In all, when added to the 27 zones created in 2013, MCZ status will now apply to an area covering 7,886 square miles – about the size of Wales, and including around one fifth of all English waters, the Government said.
The level of conservation required varies from site to site and for different habitats within each zone, with a total of 45 different types of habitat, geological features and species now under protection.
For example, in a new zone around the Needles, off the Isle of Wight, where the native oyster and seagrass beds that support the Sea Hare mollusc are designated to be “recovered”, there may be new restrictions on fishermen trawling and oyster dredging.
Ministers say the measures will provide “vital protection for the diverse array of wildlife in our seas” and should “halt the deterioration of the UK’s marine biodiversity”.
George Eustice, the marine minister, said: “Our underwater habitats support a treasure trove of surprisingly exotic wildlife – spiny lobsters off the south and west coasts, whose armourlike orange-brown shells are shed as they grow; stalked jellyfish which appear upside-down because their tentacles sit on the top of their bodies; tall, luminous soft corals growing on our sea beds, known as sea pens because they look like old-fashioned quills.”
While concerns have been raised about the impact on fishermen from the zones, Mr Eustice said: “Fishing is the lifeblood of many coastal communities, including my own constituency in Cornwall, and we must keep it that way.”
He said the Government had already provided additional quota to the small, inshore fishing fleet.
“Healthy seas and sustainable fishing go hand in hand with a more profitable fishery in the long term,” he added. “We are ensuring that our seas remain healthy, our fishing industry remains prosperous, and future generations can enjoy our beautiful beaches, coastline and waters.”
Environmental critics have suggested the MCZ designations lack teeth because they do not impose outright bans on the harmful activities they are supposed to prevent. ‘We are ensuring that future generations can enjoy our beautiful beaches, coastline and waters’
Documents show that decisions over managing the new zones will be “taken on a case-by-case basis by relevant regulators” and “will not automatically mean that economic and recreational activities will be restricted”.
It is up to the Marine Management Organisation and inshore fisheries and conservation authorities to effect restrictions through enforcing bylaws or licensing, the Department for Environment, Food and Rural Affairs (Defra) confirmed.
Protections are set to be tested in Cornwall, where developers want to reopen the disused Dean Quarry on the Lizard and build new jetties and a breakwater in the Manacles MCZ.
Residents and wildlife groups are opposed to the plans amid concerns about the impact on the habitats which are home to species such as spiny lobster, stalked jellyfish and sea fan anemones.
Developers want to use the quarry to ship rocks to Swansea, where they propose to construct a new green-energy “tidal lagoon”.
However, the project appears to be stalling after the High Court overturned planning consent and the Prime Minister raised concerns about the cost of the lagoon.
Critics have also complained after some habitats were excluded from consideration as conservation zones.

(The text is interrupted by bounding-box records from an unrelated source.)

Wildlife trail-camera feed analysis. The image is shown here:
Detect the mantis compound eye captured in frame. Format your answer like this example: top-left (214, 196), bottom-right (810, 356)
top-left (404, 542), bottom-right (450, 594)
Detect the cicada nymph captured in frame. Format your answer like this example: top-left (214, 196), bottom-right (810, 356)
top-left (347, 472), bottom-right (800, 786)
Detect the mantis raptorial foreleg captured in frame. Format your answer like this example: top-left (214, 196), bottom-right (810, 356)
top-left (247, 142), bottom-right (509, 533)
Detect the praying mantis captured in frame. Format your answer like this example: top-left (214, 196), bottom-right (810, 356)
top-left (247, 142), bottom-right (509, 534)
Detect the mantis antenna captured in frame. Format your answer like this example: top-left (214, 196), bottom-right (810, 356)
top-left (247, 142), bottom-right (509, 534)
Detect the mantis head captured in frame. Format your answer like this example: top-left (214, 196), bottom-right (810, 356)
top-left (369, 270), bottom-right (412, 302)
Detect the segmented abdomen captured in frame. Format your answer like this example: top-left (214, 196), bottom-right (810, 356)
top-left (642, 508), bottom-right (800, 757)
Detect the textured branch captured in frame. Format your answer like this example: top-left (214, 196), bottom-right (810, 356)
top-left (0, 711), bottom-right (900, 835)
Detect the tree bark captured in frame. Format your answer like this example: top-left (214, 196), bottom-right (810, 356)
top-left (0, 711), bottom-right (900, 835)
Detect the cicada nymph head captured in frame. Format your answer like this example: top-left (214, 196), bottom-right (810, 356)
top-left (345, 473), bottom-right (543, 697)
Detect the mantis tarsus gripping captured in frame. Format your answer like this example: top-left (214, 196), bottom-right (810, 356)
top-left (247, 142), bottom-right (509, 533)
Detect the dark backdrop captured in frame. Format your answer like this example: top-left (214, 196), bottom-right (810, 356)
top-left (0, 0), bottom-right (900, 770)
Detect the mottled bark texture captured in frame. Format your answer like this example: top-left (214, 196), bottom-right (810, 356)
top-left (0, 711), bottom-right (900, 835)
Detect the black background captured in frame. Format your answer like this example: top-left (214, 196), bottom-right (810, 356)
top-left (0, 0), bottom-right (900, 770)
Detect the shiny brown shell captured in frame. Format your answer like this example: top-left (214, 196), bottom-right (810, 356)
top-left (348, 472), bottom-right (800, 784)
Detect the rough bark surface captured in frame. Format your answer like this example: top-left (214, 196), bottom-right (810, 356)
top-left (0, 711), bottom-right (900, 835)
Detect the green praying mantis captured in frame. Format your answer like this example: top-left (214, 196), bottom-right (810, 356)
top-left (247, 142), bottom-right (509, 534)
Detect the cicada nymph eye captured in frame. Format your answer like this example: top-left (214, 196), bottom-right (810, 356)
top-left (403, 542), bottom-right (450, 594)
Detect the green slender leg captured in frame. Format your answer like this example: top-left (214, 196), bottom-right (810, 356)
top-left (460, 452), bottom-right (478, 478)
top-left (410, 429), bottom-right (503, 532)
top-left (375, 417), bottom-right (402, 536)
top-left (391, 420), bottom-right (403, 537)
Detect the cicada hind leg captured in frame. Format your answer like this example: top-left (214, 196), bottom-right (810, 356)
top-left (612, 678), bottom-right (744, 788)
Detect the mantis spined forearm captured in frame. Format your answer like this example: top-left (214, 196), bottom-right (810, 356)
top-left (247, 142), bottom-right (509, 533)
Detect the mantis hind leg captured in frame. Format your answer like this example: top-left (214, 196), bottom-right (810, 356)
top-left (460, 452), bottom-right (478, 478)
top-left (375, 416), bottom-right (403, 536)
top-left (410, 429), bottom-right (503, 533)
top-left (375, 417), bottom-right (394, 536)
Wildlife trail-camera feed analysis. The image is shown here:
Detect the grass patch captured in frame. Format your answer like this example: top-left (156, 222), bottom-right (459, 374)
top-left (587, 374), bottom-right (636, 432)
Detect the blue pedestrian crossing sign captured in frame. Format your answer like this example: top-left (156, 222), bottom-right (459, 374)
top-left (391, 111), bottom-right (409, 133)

Studland Bay in Dorset, a home to seahorses, was proposed but rejected, with Defra citing concerns about the impact on “recreational boating activities” among other reasons.
A third tranche of zones is to be put forward for public consultation in 2017, and designated in 2018.
Defra is also planning to consult later this month on new special areas of conservation for harbour porpoise and other protected zones covering feeding and bathing areas used by birds including spoonbills in Poole Harbour and puffins on the Northumberland coast.